At least three tents were spotted in the woodland beside the company’s Dunfermline site in Scotland and advocates say some workers are opting to sleep outdoors to save money, as they’re currently paid little more than the minimum wage for working up to 60 hours a week.
“Amazon should be ashamed that they pay their workers so little that they have to camp out in the dead of winter to make ends meet,” Scottish Liberal Democrat leader Willie Rennie told local newspaper The Courier.
“Amazon need to take a long, hard look at themselves and change their ways,” he continued. “They pay a small amount of tax and received millions of the pounds from the SNP Government so the least they should do is pay the proper living wage.”
Amazon employs around 1,500 staff on a permanent basis at its Dunfermline fulfilment centre but has created 4,000 seasonal jobs to help cover the busy Christmas and New Year period.

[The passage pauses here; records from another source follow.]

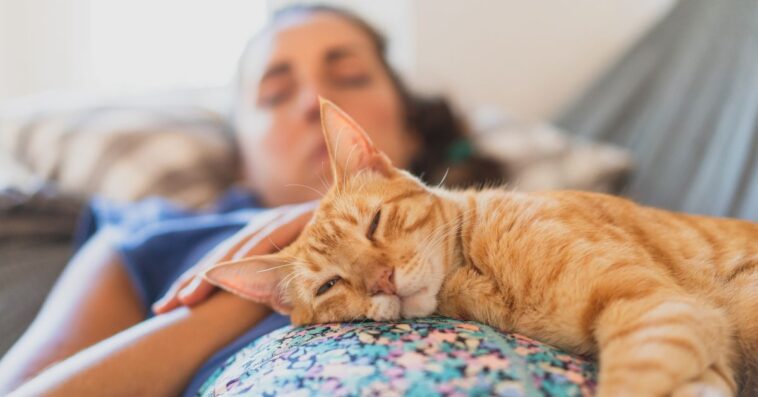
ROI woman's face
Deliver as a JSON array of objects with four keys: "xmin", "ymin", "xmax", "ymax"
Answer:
[{"xmin": 234, "ymin": 12, "xmax": 419, "ymax": 207}]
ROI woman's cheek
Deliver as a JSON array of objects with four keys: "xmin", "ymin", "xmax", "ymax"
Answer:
[{"xmin": 354, "ymin": 95, "xmax": 413, "ymax": 166}]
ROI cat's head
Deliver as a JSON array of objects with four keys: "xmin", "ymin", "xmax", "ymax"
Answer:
[{"xmin": 204, "ymin": 99, "xmax": 453, "ymax": 325}]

A spokesperson from the firm staunchly denied allegations of being a poor employer and said Amazon provides a safe and positive workplace for all employees.

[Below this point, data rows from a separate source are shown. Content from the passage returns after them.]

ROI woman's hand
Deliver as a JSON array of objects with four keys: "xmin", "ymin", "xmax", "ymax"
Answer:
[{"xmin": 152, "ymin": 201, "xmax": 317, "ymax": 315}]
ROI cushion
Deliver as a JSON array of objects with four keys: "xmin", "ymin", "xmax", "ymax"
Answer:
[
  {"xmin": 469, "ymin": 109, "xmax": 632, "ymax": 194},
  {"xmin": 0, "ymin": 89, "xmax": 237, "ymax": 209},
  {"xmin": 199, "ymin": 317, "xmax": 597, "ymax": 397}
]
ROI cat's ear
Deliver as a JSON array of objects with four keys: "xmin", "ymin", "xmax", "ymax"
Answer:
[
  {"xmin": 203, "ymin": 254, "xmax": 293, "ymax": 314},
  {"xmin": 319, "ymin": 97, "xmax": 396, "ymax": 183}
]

“The safety and wellbeing of our permanent and temporary associates is our number one priority,” they said. “We are also proud to have been able to create several thousand new permanent roles in our UK fulfilment centres over the last five years.”

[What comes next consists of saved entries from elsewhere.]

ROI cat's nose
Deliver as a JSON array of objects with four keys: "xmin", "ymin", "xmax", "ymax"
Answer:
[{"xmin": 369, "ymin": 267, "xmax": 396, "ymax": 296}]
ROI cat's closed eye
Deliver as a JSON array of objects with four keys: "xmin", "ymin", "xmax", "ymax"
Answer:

Earlier this year, Rennie demanded the multinational receive no more public cash until it could guarantee higher wages for workers, amid suggestions that some staff were paid well below the current living wage of £8.45 an hour.
“We pay competitive wages,” countered the firm. “All permanent and temporary Amazon associates start on £7.35 an hour or above regardless of age and £11 an hour and above for overtime.”
General manager Paul Ashraf acknowledged that Christmas was a testing time of year for employees at Amazon but insisted the company cares about its staff.
“We know it’s a very intense time for them, as it’s a month of hard work for everybody, but we’ve got to make sure that it’s safe for them and that they have fun along the way,” he said. “It’s hard work at this time of year, of course it is.”
Ashraf also said Amazon did its best to make things easier during particularly challenging periods and said there had been DJs on every floor for Black Friday as well as tombolas and raffles.
“While we’re doing that, we make sure we keep people here safe, so it’s all about safety first, and make sure that from an associate experience point of view we try and have as much fun as possible.”
Online retail giant Amazon has come under fire this week after it was reported that some workers are sleeping in tents close to their workplace as a result of long hours and low wages.